Mereka mengikrarkan sumpah setia
akan tetap membela Allah dan Rasul-Nya dalam keadaan bagaimanapun juga.
Peristiwa tersebut dalam sejarah Islam terkenal dengan nama “Bai’atur-Ridhwan”[2],
yaitu : Pernyataan janji setia yang diridhoi Allah, yang kemudian diabadikan
dalam Al-Qur’an. Peristiwa
bai’at, yang berlangsung di bawah pohon Samrah, seperti yang diriwayatkan oleh
Ibn Abi Hatim dari Salmah bin Akwa’, menjadi asbab nuzulnya firman Allah
: QS. Al-Fath:18.
۞
لَقَدْ رَضِيَ اللّٰهُ عَنِ الْمُؤْمِنِيْنَ اِذْ يُبَايِعُوْنَكَ تَحْتَ
الشَّجَرَةِ فَعَلِمَ مَا فِيْ قُلُوْبِهِمْ فَاَنْزَلَ السَّكِيْنَةَ عَلَيْهِمْ وَاَثَابَهُمْ
فَتْحًا قَرِيْبًاۙ
Sesungguhnya Allah telah ridha terhadap orang-orang mukmin ketika
mereka berjanji setia kepadamu di bawah pohon, Maka Allah mengetahui apa yang
ada dalam hati mereka lalu menurunkan ketenangan atas mereka dan memberi
Balasan kepada mereka dengan kemenangan yang dekat (waktunya).

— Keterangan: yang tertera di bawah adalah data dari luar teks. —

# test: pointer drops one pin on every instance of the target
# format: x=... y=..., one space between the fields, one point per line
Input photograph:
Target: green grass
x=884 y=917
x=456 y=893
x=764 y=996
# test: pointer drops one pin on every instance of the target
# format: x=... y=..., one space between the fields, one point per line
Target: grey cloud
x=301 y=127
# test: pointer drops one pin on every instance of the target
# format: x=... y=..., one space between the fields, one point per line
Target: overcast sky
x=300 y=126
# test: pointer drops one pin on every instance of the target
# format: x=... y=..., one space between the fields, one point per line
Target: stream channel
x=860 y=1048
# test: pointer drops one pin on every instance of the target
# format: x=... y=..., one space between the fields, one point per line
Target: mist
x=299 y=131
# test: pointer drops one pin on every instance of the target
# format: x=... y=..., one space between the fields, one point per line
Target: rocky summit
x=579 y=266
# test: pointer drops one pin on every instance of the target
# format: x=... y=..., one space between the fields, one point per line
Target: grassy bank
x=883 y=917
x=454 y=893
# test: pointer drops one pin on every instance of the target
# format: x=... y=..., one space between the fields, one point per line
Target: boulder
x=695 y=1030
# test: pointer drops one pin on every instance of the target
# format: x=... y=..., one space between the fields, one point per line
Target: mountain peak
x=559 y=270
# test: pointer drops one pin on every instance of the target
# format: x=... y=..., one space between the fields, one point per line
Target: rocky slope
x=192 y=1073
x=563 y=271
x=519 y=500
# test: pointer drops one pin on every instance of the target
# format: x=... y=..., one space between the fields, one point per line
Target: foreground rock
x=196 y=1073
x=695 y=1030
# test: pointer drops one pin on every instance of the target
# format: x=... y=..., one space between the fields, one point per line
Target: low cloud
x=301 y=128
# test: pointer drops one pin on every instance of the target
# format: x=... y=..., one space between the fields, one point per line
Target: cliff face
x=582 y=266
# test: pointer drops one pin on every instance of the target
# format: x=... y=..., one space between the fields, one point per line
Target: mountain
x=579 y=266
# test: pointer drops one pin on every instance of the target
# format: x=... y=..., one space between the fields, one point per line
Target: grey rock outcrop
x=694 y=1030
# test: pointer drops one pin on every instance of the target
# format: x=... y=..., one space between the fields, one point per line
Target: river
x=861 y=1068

Tekat umat Islam untuk mengorbankan
jiwa mereka dalam mempertahan kan agama mereka, membuat orang Quraisy menjadi
sadar. Pengalaman mereka yang telah lalu berfaedah sekali bagi mereka. Sekarang
mereka dapat menyadari apa arti tekat umat Islam itu. Karena itu mereka
menugaskan Suhel Ibn Amar untuk melanjutkan perundingan damai. Suatu genjatan
senjata disetujui dengan memulihkan perdamaian diantara kedua belah pihak dalam
jangka waktu 10 tahun. Pasal-pasal pokok perjanjian[3]
itu adalah sebagai berikut :
1.
Nabi Muhammad dan kaum-Nya pada
tahun ini harus kembali tanpa melaksanakan ibadah haji. Tahun depan mereka
boleh datang untuk melaksanakan ibadah haji, tetapi tidak beleh lebih dari tiga
hari.
2.
Kedua belah pihak tidak saling menyerang
(mengadakan gencatan senjata) selama 10 (sepuluh) tahun.
3.
Siapa saja dari pihak Quraisy yang
berkeinginan bergabung dengan pihak Muhammad (Islam) maka diperkenankan.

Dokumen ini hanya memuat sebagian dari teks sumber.